COLD CANYON LOOP 14X December 31, 2006

Figuring I had better get off my duff and get back to the mountains, I refrained today from any more of my about town walks, and decided to head for some nearby wilderness. I had made a record (for me) 109, standard, six mile, city and Parkway walks this year, sparing the air totally, with then not one drop of gasoline burned, thusly. I start hiking from home. This doesn't count lesser walks, which I do daily, or my numerous, other, longer, bike trail walks, most serviced by light rail, this year.

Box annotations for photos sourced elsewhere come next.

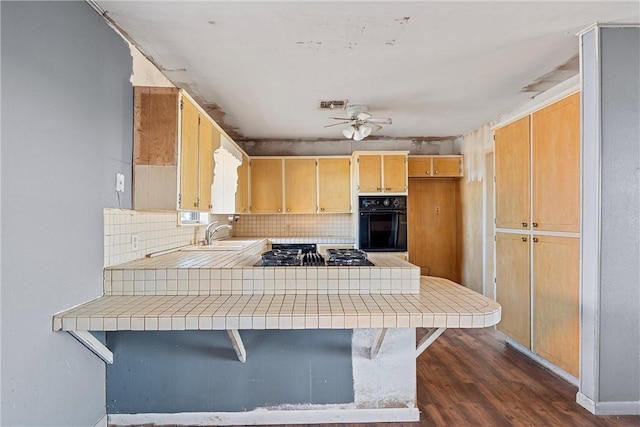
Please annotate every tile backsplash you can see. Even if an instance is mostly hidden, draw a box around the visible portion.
[104,209,232,267]
[104,209,353,267]
[233,214,353,237]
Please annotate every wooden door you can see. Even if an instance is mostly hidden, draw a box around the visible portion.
[284,159,318,213]
[358,154,382,193]
[495,116,530,229]
[382,154,407,193]
[432,156,462,178]
[318,158,351,213]
[249,159,282,213]
[496,233,531,349]
[528,235,580,377]
[198,115,220,211]
[236,154,249,213]
[180,98,200,210]
[532,93,580,233]
[408,156,431,178]
[407,178,460,282]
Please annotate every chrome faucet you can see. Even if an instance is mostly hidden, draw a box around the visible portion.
[204,221,233,246]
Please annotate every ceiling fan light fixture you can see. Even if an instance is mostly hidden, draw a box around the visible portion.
[342,126,356,139]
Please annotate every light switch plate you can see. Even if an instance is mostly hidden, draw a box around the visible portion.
[116,173,124,193]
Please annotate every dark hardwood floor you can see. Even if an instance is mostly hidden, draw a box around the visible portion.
[115,328,640,427]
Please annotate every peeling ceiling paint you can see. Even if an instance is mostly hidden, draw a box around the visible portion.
[98,0,640,141]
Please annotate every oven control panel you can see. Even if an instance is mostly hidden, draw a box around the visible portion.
[359,196,407,212]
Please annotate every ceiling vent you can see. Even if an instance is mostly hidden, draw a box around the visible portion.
[318,99,349,110]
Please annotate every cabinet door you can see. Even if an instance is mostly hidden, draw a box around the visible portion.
[284,159,318,213]
[407,179,460,282]
[408,156,431,178]
[236,154,249,213]
[496,233,531,349]
[180,98,200,210]
[532,93,580,232]
[358,155,382,193]
[433,156,462,178]
[318,158,351,213]
[495,116,530,229]
[198,116,220,211]
[382,154,407,193]
[528,235,580,377]
[250,159,282,213]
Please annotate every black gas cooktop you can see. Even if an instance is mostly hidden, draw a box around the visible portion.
[257,243,373,267]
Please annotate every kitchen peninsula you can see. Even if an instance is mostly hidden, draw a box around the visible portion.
[53,238,500,424]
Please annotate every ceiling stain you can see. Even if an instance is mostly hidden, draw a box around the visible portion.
[520,54,580,93]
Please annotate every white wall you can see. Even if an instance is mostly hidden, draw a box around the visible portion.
[0,1,133,426]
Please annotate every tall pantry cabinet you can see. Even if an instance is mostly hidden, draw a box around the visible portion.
[495,93,580,378]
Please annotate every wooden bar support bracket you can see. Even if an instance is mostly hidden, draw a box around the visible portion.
[369,328,387,359]
[227,329,247,363]
[67,331,113,365]
[416,328,447,359]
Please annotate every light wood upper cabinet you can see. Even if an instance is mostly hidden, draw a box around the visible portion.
[284,159,318,213]
[236,154,249,213]
[432,156,462,178]
[249,158,283,213]
[495,116,531,229]
[532,93,580,233]
[408,155,463,178]
[178,97,220,211]
[382,154,407,193]
[357,154,382,193]
[355,153,407,193]
[528,235,580,378]
[496,233,531,349]
[318,157,351,213]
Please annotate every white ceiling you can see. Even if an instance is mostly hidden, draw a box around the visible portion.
[98,1,640,140]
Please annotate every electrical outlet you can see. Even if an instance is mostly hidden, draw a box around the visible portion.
[116,173,124,193]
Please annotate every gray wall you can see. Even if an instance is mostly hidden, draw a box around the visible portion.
[0,1,133,426]
[107,330,354,414]
[579,27,640,414]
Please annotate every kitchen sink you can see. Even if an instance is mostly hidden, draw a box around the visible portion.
[180,240,260,251]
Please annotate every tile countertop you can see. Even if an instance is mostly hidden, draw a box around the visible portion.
[104,237,420,296]
[53,276,501,331]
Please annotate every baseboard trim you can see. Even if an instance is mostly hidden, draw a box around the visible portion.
[505,335,580,387]
[93,415,109,427]
[576,392,640,415]
[108,408,420,426]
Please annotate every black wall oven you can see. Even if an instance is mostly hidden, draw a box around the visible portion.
[358,196,407,252]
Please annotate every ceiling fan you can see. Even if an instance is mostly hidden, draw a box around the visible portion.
[325,104,391,141]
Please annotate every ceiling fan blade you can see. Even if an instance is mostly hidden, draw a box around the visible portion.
[356,111,372,121]
[325,121,349,128]
[367,117,391,125]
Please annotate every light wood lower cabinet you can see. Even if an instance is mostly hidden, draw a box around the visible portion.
[532,235,580,377]
[496,233,531,349]
[496,233,580,377]
[407,178,460,282]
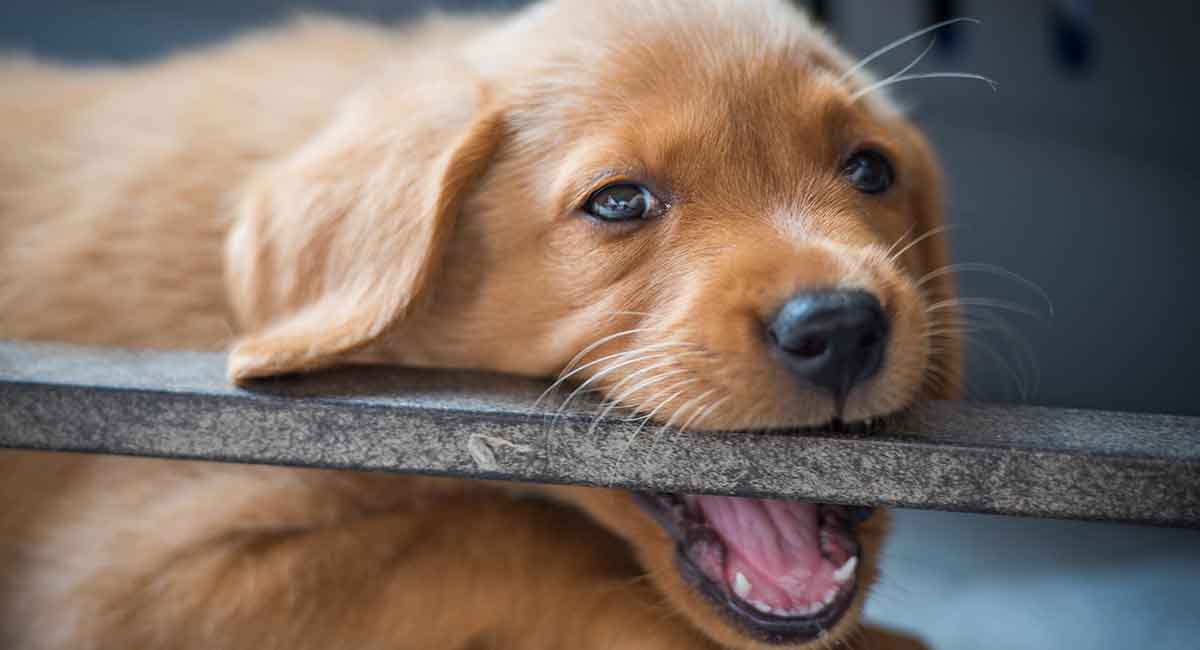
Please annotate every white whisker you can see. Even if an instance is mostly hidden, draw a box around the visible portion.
[838,18,980,84]
[888,36,937,79]
[533,342,684,408]
[888,224,958,264]
[850,72,1000,102]
[917,263,1055,318]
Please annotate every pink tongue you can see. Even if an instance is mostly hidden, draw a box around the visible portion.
[691,496,853,616]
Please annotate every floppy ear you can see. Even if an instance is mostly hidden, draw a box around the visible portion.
[226,82,503,383]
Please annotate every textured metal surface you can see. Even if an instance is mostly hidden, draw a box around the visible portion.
[0,342,1200,526]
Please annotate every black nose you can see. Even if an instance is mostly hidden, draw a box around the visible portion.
[768,290,888,407]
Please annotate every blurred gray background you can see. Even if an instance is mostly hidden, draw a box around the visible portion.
[0,0,1200,650]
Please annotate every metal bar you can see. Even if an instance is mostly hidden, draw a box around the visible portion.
[0,342,1200,528]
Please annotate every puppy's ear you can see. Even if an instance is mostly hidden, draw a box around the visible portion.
[226,80,504,383]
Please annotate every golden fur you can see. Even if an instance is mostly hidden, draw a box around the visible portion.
[0,0,959,650]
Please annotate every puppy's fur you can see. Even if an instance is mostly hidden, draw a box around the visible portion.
[0,0,959,650]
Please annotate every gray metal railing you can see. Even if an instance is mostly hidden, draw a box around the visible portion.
[0,342,1200,528]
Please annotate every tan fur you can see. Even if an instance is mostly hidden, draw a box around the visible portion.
[0,0,959,650]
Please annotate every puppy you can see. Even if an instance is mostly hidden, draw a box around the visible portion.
[0,0,959,650]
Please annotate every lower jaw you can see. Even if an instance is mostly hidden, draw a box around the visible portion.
[632,492,871,646]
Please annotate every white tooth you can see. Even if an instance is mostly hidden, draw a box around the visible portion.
[830,558,858,584]
[733,571,751,601]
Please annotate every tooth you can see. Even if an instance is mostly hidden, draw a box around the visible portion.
[835,558,858,584]
[733,571,751,601]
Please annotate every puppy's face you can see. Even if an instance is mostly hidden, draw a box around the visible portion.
[223,0,959,648]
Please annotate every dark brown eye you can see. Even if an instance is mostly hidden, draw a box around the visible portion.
[841,149,895,194]
[583,182,656,222]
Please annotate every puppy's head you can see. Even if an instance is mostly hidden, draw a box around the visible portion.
[228,0,959,648]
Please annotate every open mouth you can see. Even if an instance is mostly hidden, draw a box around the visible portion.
[635,493,872,644]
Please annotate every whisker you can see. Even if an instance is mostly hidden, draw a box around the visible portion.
[888,35,937,79]
[850,72,1000,102]
[925,297,1045,320]
[563,327,664,381]
[883,225,917,263]
[888,223,958,264]
[533,341,684,408]
[838,18,982,84]
[588,363,691,437]
[556,350,704,416]
[662,389,716,436]
[916,263,1055,318]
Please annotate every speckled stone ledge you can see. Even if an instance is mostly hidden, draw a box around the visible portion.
[0,342,1200,528]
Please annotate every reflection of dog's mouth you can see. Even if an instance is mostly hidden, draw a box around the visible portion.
[635,493,871,643]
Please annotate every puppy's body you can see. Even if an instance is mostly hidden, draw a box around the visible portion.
[0,19,486,349]
[0,1,956,650]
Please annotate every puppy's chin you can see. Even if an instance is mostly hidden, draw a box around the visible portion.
[544,487,887,650]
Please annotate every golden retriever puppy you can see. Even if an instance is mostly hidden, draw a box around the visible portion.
[0,0,959,650]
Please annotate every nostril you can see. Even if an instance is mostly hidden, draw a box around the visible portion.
[858,332,881,350]
[768,290,890,408]
[785,335,829,359]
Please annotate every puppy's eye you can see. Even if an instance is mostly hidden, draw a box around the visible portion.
[841,149,895,194]
[583,182,658,221]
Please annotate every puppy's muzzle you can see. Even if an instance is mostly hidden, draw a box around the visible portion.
[767,290,890,416]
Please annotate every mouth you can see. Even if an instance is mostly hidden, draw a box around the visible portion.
[634,493,874,644]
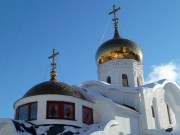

But as they say, reconnection with nature is good, and that, for me, overrides such a fairly negligible amount of fuel used, at my usual 41 mpg, to do this.

Anyway, I recall one of my former peak partners doing his presumed, 100 gallon a weekend, drives, with even more greenhouse gases deliberately pumped into the atmosphere, whenever he says that he hears of my paltry conservation attempts! That may be about a ton of emissions spewed out each time he does that, depending on how you count CO-2. Another staunch, local enviro club supporter, or, the SUV, as one may see it!

I left home later in the morning, and came to the parking area with only 6 cars, there. I started my hike at 10:40 a.m., happily having used a gas station restroom enroute, and gaining more soda drink, at about the same time. A quick check of the town of Winters had shown no fancy eateries open, or anything that appealing. I had then wished to have a relaxing breakfast, but, I am always dieting.

Looking at the start of the upper trail, I spied a sign stating "4.5" miles. Was my estimate of four miles for this loop that far off? But then, I saw detour signs. They are now building a more gently graded trail, with switchbacks. Cut brush fills up the old, steep, rocky trail. I started snapping my photo record of this. I followed this new trail past a few switchbacks, with a group ahead of me. It crosses the old trail a couple times, and then, the new, broad, dirt trail peters out to a narrow footpath. This is a work in progress. I took this faint footpath gingerly back to the original route, and shortly reached the top of the ridge.

About a dozen hikers rested there, and we spoke for awhile. They ambled over a few feet to a view of Lake Berryessa, and I continued on. It had taken me an hour to top out on Bump 1,475', so I must be slow. Carrying a light pack, I drank up a liter of water. Snapping pictures, the light was dismal, and the mainly white sky offered no drama. I snapped several auto-timer photos. The other hikers had passed by, and after twenty minutes or so, I followed them along the ridge trail.

Passing even more hikers, I quickly topped Bump 1,580+, then sauntered down the trail. There were only a few mushrooms, the colorful, banded ones that I call, "Rings of Saturn." Really bounding down the wooden steps, I caught the larger group at the trail junction down by the Homestead, then went over there to snap a few more photos.

From here, I knew it takes me only some 30-40 minutes to get back to the cars, and had some things to do, today. The creek was barely running, and I snapped a photo to record the flow. More hikers were coming up, some lightly clad. I was back to the parking area by 1:30 p.m.

Drinking up the rest of my water, I quickly motored off, and came back into town without a stop.

The stats now are 4.5 miles, I'd guess, now, and still the usual 1,500' total gain. I snapped some 113 images, with not much else new but the fresh built trail.

I saw no ticks or mosquitoes, but many gnats. Some birds had been merrily chirping. The dirt trail was damp, but not very muddy at all. Wearing four layers all day, I did get a bit sweaty, but didn't need to strip off any layers once past the main gain. Gloves and hat were nice.

Having been saving up my cash for another road trip, I wonder if or when anyone will come forward to join me in a 41 mpg carpool for loads of peak climbing fun!